Another indicator is the malls. The one big mall that I have frequented over the years have cut the hours down, drastically. My hairstylist, who works at this large mall, told me that it is hard to book all the stylists at Mario Triccoci, work there has been cut down. Shopping malls are another indicator of how strong the economy is. Case and point, I went to Best Buy to purchase Twilight on a Saturday and I have not been in Best Buy for quite a while, since I purchase most of my goods from the internet, going in that store was a reality check. It was a ghost town. This is an anchor store at a shopping mall, which at one point was crowded EVERY WEEKEND, was like a ghost town. Sure, folks are shopping on the internet, but when people don't have money for a basic lavish necessity as a DVD, times are hard. Yep, the shopping malls are ghost towns.
On the low-income east side of Charlotte, N.C., the 1.1-million-square-foot Eastland Mall recently lost a slew of key tenants, including a Dillard's and, next month, a Sears. Sales per square foot at the venue fell to $210 in 2008 from $288 in 2001.
The Metcalf South Shopping Center in Overland Park, Kan., is languishing after plans to redevelop it into an open-air shopping district fizzled. The stretch of shops that connects the two largest tenants -- a Sears and a Macy's -- stands mostly vacant, patrolled by security guards.
With their maze of walkways and fast-food courts, malls have long been an iconic, if sometimes unsightly, presence in the American retail landscape. A few were made famous by their sheer size, others for the range of shopping and social diversions they provided.
But the long recession is helping to empty out the promenades. Some analysts estimate that the number of so-called "dead malls" -- centers debilitated by anemic sales and high vacancy rates -- will swell to more than 100 by the end of this year.
For many when money is tight people move into the survivor mode of thinking, which means if I don't need it, I won't buy it. So, the smallest of luxury items, like a 13.99 DVD, is put in the I don't need list and if this mode of thinking is out there now, a lot of shopping malls are going through some tough times.

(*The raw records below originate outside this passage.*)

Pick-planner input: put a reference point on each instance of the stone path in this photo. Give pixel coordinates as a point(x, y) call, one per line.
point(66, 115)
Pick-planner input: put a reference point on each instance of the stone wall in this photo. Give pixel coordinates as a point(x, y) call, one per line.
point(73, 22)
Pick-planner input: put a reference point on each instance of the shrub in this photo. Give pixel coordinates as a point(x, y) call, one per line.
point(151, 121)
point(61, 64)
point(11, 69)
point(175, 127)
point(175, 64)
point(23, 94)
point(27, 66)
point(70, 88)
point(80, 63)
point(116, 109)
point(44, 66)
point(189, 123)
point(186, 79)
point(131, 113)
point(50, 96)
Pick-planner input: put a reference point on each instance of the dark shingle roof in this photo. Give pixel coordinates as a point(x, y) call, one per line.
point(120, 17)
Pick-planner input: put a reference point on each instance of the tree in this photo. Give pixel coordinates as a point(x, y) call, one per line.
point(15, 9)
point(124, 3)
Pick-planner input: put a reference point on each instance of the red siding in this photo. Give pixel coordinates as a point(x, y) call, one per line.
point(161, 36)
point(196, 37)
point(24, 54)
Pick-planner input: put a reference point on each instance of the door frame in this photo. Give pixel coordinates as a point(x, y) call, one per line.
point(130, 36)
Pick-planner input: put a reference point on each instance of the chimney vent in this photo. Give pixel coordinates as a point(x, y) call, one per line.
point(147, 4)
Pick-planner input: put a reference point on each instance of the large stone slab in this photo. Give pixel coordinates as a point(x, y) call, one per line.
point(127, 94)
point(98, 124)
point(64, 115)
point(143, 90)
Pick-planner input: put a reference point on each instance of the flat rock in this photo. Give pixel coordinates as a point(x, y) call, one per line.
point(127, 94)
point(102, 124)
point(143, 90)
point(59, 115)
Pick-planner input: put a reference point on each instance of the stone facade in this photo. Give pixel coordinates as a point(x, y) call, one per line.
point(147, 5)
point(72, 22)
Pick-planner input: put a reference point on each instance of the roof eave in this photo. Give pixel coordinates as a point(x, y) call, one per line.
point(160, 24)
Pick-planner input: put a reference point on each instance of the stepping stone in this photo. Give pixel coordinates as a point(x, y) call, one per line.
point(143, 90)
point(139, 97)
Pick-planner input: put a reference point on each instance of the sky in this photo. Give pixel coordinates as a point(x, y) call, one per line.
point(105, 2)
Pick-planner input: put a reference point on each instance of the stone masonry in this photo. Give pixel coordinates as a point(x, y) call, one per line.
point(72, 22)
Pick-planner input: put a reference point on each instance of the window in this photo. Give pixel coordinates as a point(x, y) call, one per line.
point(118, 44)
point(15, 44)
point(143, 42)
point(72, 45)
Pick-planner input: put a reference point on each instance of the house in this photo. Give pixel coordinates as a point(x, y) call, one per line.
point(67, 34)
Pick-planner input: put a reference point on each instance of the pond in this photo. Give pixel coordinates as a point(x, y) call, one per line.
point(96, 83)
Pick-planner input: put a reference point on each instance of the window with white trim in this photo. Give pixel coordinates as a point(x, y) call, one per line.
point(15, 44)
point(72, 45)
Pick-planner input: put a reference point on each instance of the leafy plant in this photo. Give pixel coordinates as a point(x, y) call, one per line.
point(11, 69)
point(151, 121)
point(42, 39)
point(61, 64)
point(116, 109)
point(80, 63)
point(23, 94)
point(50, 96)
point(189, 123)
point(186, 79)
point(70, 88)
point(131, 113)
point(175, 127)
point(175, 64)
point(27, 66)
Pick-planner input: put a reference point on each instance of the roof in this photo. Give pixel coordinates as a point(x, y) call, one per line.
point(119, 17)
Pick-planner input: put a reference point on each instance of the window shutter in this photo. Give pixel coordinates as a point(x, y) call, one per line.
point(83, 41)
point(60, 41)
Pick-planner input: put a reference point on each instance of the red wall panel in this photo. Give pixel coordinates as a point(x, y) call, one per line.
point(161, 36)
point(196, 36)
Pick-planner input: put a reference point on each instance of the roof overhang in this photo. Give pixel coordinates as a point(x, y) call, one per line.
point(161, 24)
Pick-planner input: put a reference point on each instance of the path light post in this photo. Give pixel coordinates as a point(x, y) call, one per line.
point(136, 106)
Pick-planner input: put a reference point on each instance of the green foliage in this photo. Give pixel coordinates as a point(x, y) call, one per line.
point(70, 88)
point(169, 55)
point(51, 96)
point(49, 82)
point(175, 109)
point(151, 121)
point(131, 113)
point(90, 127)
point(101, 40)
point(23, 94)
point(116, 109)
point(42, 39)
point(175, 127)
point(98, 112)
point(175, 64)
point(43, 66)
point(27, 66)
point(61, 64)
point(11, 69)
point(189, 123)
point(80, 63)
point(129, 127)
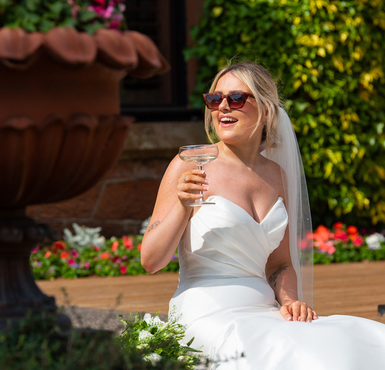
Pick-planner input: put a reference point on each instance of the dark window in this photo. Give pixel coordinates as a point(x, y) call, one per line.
point(165, 96)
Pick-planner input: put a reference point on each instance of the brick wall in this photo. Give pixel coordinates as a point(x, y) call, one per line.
point(125, 197)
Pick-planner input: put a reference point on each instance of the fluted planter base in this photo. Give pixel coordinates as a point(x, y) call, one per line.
point(18, 290)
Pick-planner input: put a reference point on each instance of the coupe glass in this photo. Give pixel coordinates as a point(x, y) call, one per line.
point(200, 154)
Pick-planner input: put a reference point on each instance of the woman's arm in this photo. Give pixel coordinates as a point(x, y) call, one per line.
point(171, 214)
point(282, 278)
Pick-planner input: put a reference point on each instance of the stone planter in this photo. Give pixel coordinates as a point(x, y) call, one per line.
point(60, 132)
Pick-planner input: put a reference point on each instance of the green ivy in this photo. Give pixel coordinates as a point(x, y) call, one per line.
point(328, 59)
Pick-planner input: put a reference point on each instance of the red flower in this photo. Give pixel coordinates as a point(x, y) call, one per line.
point(322, 233)
point(338, 225)
point(352, 230)
point(327, 247)
point(105, 256)
point(115, 246)
point(60, 245)
point(127, 242)
point(64, 255)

Enters that pesky job number or unemployment number, which is over 600K a month. Americans single most asset of value is their home, period. Americans have seen their home value plummet and the notion that it will pick back up is just a fallacy. It won't, not for a very long time. And since folks are getting the pink slips at record clip, this includes solid home owners, with solid credit, who are now behind on their mortgages.
As job losses rise, growing numbers of American homeowners with once solid credit are falling behind on their mortgages, amplifying a wave of foreclosures.
In the latest phase of the nation’s real estate disaster, the locus of trouble has shifted from subprime loans — those extended to home buyers with troubled credit — to the far more numerous prime loans issued to those with decent financial histories.
With many economists anticipating that the unemployment rate will rise into the double digits from its current 8.9 percent, foreclosures are expected to accelerate. That could exacerbate bank losses, adding pressure to the financial system and the broader economy.
“We’re about to have a big problem,” said Morris A. Davis, a real estate expert at the University of Wisconsin. “Foreclosures were bad last year? It’s going to get worse.”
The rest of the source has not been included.